Agile programming notices that we're bad at forcasting, but concludes that we're systematically bad. The approach it takes is to ask the programmers to try for consistency in their forecasting of individual tasks, and puts the learning in the next phase, which is planning. So as individual members of a development team, we're supposed to simultaneously believe that we can make consistent forecasts of particular tasks, and that our ability to make estimates is consistently off, and applying a correction factor will make it work.
Partly this is like learning to throw darts, and partly it's a theory about aggregating biased estimates. What I mean by the dart throwing example, is that beginning dart tossers are taught to try first to aim for consistency. Once you get all your darts to end up close to the same spot, you can adjust small things to move the spot around. The first requirement for being a decent dart thrower is being able to throw the same way each toss. Once you can do that, you can turn slightly, or learn other tricks to adjust how your aim point relates to the place the darts land.
The aggregation theory says that the problem in forecasting is not with the individual estimates, it's with random and unforseen factors that are easier to correct for in the aggregate. The problem with the individual forecasts might be overhead tasks that reliably steal time away, it might be that bugs are unpredictable, or it might be about redesign that only becomes apparent as you make progress. These are easier to account for in the aggregate planning than when thinking about individual tasks.
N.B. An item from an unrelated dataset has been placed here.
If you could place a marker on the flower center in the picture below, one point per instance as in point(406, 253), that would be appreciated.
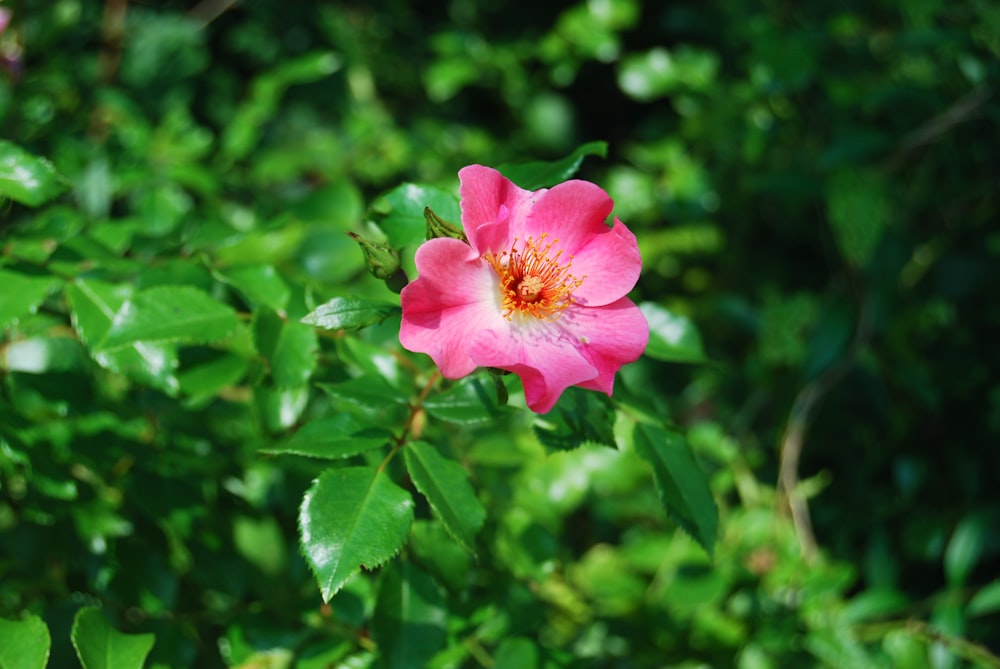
point(533, 280)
If you pad all your tasks for their worst case, you end up with too much padding.
Over the long term, the expansion factor from individual tasks to weeks or months of work can be fairly consistent.
Providing Slack at the project level instead of the task level is a really good idea, and has worked well in many fields outside of programming. It is analogous to the concept of insurance: the RoI on Slack is higher when you aggregate many events with at least partially uncorrelated errors.
One major problem with trying to fix estimates at the task level is that there are strong incentives not to finish a task too early. For example, if you estimated 6 weeks, and are almost done after 3, and something moderately urgent comes up, you're more likely to switch and fix that urgent thing since you have time. On the other hand, if you estimated 4 weeks, you're more likely to delay the other task (or ask someone else to do it).
As a result, I've found that teams are literally likely to finish projects faster with higher quality if you estimate the project as, say, 8 3-week tasks with 24 weeks of overall slack (so 48 weeks total) than if you estimate the project as a 8 6-week tasks.
This is somewhat counterintuitive but really easy to apply in practice if you have a bit of social capital.
We're not systematically bad forecasters. We're subject to widespread rewards to overconfidence.
There's a bunch of things in the content of this post I really like:
I don't feel like I fully understand (i.e. could easily replicate) how your notion of the policy level interacts with the gears - I might try to work through some examples in a separate comment later, and if I can do that I'll probably start using these terms myself.
Also, something about this post felt really well structured. Anyhow, for all these reasons, I've Featured this.
One thing I'd add to that list is that the post focuses on refining existing concepts, which is quite valuable and generally doesn't get enough attention.
Doesn't this basically move the reference class tennis to the meta-level?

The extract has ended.